AXIS SHENANIGANS

The human brain did not evolve to process large amounts of numerical data presented as text; instead, our eyes look for patterns in data that are visually displayed. The most accurate but least interpretable form of data presentation is to make a table, showing every single value. But it is difficult or impossible for most people to detect patterns and trends in such data, and so we rely on graphs and charts. Graphs come in two broad types: Either they represent every data point visually (as in a scatter plot) or they implement a form of data reduction in which we summarize the data, looking, for example, only at means or medians.
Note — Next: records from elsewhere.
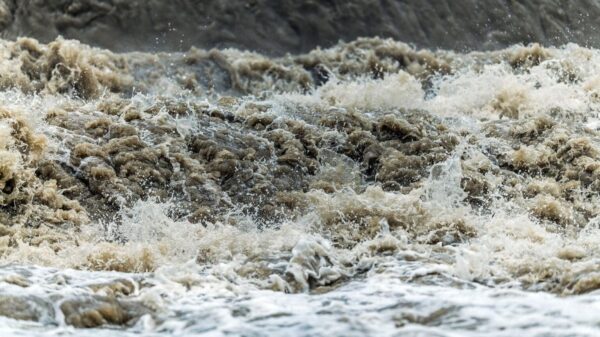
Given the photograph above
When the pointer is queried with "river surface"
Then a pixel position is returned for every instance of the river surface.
(367, 189)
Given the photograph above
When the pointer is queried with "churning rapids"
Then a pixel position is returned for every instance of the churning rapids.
(369, 189)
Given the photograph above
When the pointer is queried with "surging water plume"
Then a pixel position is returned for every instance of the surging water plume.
(204, 176)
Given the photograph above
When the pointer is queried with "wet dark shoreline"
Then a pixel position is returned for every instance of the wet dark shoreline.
(277, 27)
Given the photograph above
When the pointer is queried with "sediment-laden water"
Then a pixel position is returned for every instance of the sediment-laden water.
(369, 189)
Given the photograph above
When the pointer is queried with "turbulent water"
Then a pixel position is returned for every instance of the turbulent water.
(369, 189)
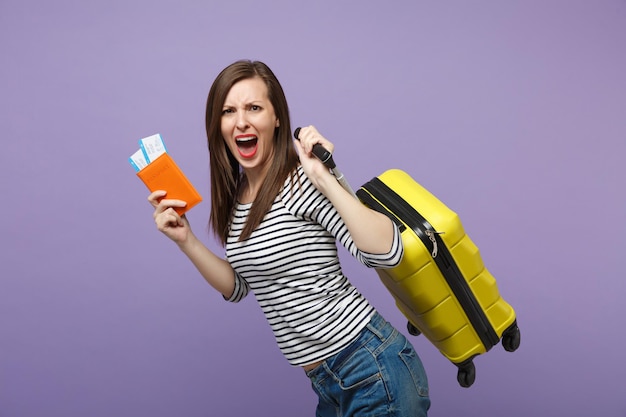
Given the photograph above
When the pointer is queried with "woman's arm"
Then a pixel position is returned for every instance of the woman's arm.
(215, 270)
(371, 231)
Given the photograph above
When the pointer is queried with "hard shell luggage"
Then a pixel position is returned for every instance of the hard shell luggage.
(441, 284)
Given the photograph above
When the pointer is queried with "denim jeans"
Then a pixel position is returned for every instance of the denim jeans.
(379, 374)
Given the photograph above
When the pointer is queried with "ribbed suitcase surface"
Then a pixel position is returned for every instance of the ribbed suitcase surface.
(441, 284)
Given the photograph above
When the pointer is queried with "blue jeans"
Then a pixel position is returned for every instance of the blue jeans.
(379, 374)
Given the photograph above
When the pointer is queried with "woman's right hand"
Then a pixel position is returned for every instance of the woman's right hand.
(168, 221)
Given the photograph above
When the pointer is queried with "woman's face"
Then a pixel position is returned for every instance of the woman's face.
(248, 123)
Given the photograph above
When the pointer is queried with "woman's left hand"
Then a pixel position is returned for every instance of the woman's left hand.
(313, 167)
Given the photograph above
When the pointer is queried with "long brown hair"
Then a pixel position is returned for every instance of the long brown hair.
(226, 173)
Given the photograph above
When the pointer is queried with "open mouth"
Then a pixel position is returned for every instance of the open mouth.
(247, 145)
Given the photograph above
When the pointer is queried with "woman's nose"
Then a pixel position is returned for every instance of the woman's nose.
(242, 120)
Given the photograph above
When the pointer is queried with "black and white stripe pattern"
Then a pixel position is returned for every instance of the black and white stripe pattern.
(290, 262)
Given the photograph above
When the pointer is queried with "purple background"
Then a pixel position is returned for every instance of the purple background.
(513, 113)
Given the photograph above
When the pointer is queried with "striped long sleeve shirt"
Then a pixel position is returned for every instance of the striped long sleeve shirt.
(290, 263)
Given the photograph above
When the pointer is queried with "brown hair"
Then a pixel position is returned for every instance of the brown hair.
(226, 173)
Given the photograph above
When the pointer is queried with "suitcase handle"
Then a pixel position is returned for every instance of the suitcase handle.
(320, 152)
(327, 159)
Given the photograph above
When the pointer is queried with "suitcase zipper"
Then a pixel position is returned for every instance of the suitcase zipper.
(391, 204)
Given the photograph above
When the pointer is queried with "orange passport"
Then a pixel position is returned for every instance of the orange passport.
(164, 174)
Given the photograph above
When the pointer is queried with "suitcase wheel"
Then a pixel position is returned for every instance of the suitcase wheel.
(467, 374)
(511, 338)
(412, 329)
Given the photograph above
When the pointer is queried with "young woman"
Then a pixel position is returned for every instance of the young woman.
(279, 212)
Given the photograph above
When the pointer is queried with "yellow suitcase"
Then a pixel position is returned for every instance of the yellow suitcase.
(441, 284)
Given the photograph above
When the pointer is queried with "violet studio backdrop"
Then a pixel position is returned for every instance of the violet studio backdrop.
(513, 113)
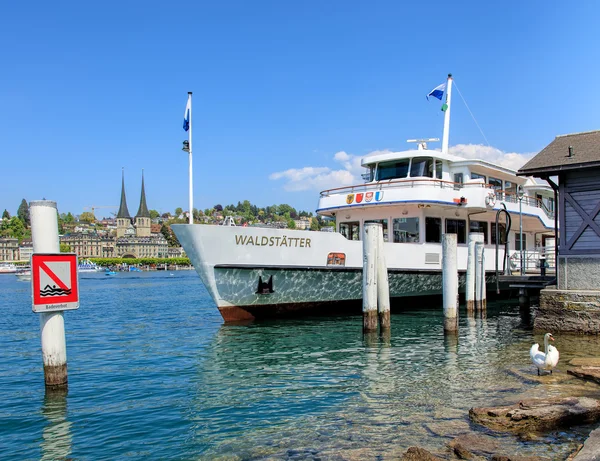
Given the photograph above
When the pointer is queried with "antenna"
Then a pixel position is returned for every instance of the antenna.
(422, 143)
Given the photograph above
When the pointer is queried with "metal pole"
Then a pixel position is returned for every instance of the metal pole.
(521, 233)
(191, 217)
(446, 133)
(383, 285)
(450, 282)
(44, 234)
(370, 277)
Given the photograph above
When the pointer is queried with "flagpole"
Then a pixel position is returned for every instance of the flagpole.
(446, 133)
(191, 216)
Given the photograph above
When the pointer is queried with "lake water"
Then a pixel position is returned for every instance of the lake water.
(154, 374)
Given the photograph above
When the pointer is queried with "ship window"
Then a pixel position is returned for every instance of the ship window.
(383, 222)
(433, 230)
(392, 170)
(481, 227)
(518, 242)
(458, 227)
(421, 166)
(502, 230)
(350, 230)
(406, 230)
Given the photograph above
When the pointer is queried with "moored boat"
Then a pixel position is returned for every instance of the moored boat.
(7, 268)
(417, 195)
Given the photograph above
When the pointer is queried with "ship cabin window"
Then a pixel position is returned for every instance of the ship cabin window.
(369, 174)
(518, 242)
(458, 227)
(458, 180)
(502, 231)
(350, 230)
(480, 227)
(406, 230)
(433, 230)
(383, 222)
(421, 166)
(510, 188)
(495, 183)
(477, 176)
(393, 170)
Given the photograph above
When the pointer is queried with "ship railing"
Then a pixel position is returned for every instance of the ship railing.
(511, 197)
(401, 183)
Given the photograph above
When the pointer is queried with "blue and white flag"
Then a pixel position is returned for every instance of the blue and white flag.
(437, 92)
(186, 115)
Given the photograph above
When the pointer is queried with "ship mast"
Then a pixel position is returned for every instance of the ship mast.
(446, 110)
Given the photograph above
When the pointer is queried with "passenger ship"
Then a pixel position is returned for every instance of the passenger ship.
(416, 195)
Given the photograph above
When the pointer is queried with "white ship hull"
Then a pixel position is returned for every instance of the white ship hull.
(231, 261)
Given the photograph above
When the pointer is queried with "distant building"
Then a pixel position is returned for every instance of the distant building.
(134, 235)
(9, 249)
(90, 245)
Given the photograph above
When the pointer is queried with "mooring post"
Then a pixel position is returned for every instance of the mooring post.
(470, 279)
(480, 287)
(370, 277)
(383, 284)
(44, 234)
(450, 282)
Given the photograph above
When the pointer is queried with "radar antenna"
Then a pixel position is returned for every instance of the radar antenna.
(422, 143)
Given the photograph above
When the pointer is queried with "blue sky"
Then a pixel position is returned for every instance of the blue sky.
(287, 95)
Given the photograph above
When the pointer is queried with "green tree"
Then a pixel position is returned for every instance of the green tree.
(23, 213)
(87, 216)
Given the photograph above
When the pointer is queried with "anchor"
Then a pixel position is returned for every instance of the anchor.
(264, 288)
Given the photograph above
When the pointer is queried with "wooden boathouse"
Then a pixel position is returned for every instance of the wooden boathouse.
(571, 165)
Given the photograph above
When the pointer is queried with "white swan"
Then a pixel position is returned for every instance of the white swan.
(544, 360)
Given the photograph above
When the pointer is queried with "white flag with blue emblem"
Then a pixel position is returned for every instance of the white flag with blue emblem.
(186, 115)
(437, 92)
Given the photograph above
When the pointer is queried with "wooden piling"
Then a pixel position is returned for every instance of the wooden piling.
(470, 279)
(44, 234)
(480, 286)
(450, 282)
(370, 277)
(383, 284)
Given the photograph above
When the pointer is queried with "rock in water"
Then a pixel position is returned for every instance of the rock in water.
(538, 415)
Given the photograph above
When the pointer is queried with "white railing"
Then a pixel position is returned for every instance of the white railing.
(533, 260)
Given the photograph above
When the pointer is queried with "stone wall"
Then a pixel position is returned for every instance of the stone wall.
(578, 273)
(568, 311)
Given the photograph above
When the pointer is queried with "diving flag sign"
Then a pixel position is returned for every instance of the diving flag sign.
(54, 282)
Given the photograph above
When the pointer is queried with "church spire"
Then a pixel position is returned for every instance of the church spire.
(123, 211)
(143, 209)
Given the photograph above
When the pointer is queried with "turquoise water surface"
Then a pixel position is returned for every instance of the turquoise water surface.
(155, 374)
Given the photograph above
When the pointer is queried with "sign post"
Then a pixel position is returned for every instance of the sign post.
(54, 282)
(54, 289)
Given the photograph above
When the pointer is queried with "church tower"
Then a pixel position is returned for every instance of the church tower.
(123, 218)
(142, 218)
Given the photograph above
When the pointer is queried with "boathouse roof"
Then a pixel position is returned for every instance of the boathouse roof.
(566, 152)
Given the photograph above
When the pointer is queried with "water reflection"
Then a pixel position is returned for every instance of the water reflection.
(56, 441)
(271, 388)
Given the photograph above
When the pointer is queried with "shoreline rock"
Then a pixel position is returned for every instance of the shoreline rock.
(538, 415)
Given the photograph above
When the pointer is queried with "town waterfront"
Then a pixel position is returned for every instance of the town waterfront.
(155, 374)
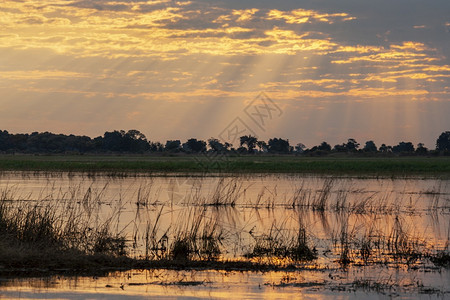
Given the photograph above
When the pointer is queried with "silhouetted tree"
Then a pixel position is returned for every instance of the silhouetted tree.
(324, 146)
(194, 146)
(340, 148)
(370, 147)
(249, 141)
(421, 149)
(385, 149)
(403, 147)
(262, 146)
(443, 142)
(156, 147)
(173, 146)
(299, 148)
(352, 145)
(217, 146)
(277, 145)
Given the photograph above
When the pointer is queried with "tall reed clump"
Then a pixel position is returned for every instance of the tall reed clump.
(53, 232)
(280, 244)
(199, 240)
(226, 192)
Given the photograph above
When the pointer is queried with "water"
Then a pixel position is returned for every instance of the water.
(386, 216)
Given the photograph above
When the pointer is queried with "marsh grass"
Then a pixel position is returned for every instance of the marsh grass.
(71, 225)
(279, 245)
(54, 232)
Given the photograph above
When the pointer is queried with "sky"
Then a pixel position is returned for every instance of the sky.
(308, 71)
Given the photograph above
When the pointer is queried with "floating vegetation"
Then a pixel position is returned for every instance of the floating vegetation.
(314, 223)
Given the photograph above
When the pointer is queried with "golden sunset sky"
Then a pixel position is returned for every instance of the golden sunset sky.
(369, 70)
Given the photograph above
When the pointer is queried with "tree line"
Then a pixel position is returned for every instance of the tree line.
(133, 141)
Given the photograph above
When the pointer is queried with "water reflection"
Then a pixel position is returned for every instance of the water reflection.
(354, 224)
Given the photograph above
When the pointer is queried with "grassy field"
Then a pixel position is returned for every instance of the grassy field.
(373, 166)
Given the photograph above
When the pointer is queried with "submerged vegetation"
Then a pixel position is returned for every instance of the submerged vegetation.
(81, 228)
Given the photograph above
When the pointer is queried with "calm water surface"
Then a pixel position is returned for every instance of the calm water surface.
(247, 210)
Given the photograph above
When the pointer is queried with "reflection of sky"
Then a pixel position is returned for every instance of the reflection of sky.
(338, 69)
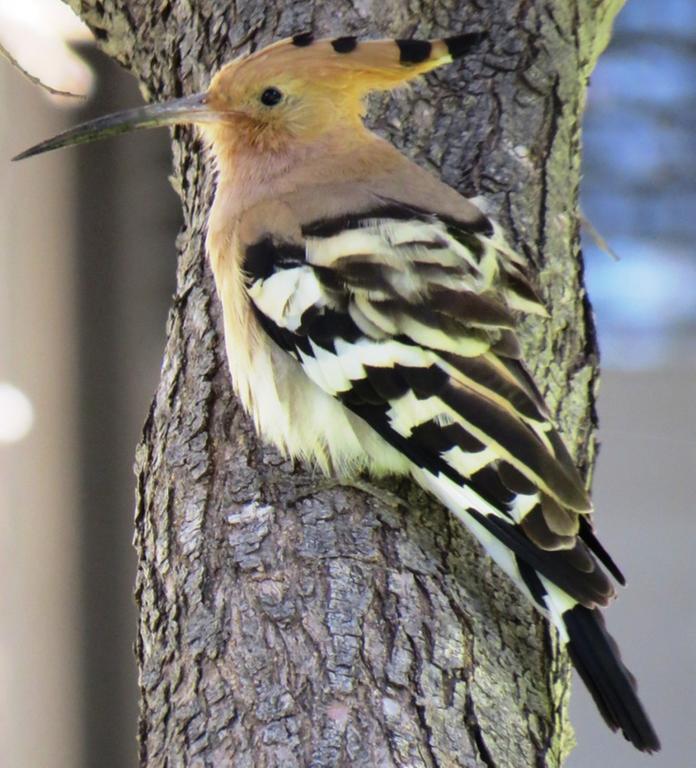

There are many ways that graphs can be used to manipulate, distort, and misrepresent data. The careful consumer of information will avoid being drawn in by them.

Unlabeled Axes

The most fundamental way to lie with a statistical graph is to not label the axes. If your axes aren’t labeled, you can draw or plot anything you want! Here is an example from a poster presented at a conference by a student researcher, which looked like this (I’ve redrawn it here):

What does all that mean? From the text on the poster itself (though not on this graph), we know that the researchers are studying brain activations in patients with schizophrenia (SZ). What are HCs? We aren’t told, but from the context—they’re being compared with SZ—we might assume that it means “healthy controls.” Now, there do appear to be differences between the HCs and the SZs, but, hmmm . . . the y-axis has numbers, but . . . the units could be anything! What are we looking at? Scores on a test, levels of brain activations, number of brain regions activated? Number of Jell-O brand pudding cups they’ve eaten, or number of Johnny Depp movies they’ve seen in the last six weeks? (To be fair, the researchers subsequently published their findings in a peer-reviewed journal, and corrected this error after a website pointed out the oversight.)

In the next example, gross sales of a publishing company are plotted, excluding data from Kickstarter campaigns.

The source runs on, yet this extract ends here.